History

Prospect traces its roots back to the 1950s and the Rehabilitation Society of Calgary.

The Rehabilitation Society of Calgary was established to provide a social outlet to individuals who sustained injuries in WWII and those impacted by the polio epidemic. Over the years, its mandate expanded to include vocational supports. This resulted in the Society becoming somewhat divided in its purpose and goals. It was decided that a new organization should be formed to assume a vocational mandate.

Calgary Vocational Services Society (CVS) was established in 1987 as a charitable, not-for-profit organization.

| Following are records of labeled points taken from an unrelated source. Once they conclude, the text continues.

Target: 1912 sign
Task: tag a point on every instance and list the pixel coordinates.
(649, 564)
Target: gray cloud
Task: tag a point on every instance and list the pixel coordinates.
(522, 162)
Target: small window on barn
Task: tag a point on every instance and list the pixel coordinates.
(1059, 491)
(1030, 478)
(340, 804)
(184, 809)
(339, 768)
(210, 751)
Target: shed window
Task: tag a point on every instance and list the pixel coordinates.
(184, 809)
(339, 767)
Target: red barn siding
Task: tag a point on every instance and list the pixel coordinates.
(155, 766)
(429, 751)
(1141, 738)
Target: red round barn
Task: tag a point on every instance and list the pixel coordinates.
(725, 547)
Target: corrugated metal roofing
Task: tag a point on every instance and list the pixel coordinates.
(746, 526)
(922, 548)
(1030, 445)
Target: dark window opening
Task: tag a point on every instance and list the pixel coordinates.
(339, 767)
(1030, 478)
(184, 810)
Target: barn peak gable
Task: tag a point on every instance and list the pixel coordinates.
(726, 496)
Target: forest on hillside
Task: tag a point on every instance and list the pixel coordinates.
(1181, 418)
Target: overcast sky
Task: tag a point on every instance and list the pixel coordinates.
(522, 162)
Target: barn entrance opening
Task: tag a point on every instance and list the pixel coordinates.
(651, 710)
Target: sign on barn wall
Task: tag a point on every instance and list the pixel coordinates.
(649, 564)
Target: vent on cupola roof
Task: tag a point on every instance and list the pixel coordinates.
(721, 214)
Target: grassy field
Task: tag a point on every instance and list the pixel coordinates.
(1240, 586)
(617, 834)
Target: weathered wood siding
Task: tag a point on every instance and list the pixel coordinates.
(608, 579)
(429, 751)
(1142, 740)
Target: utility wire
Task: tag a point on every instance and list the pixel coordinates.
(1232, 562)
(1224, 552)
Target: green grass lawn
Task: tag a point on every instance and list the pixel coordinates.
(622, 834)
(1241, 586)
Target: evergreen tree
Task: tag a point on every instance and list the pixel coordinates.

For the remainder of the 1980’s, CVS provided facility based work adjustment, assessment, counselling, and employment placement services. But by this time, the clientele had shifted and CVS was primarily serving individuals with mental health issues, mild developmental disabilities, and learning disabilities.

Through the 1990’s, as governments were shrinking, CVS went through significant growth. It expanded its funding base, clientele and overall scope of Service.

In 2003, CVS merged with Calgary Transitions to Independence, an organization committed to supporting the employment and community living needs of adults with developmental disabilities.

In February of 2006, the organization went through a re-branding. Today, operating as Prospect, the organization provides a diverse range of community and employment supports to a variety of client groups, including unemployed and underemployed Albertans, mature (50 years plus) workers, at-risk youth, and people with disabilities.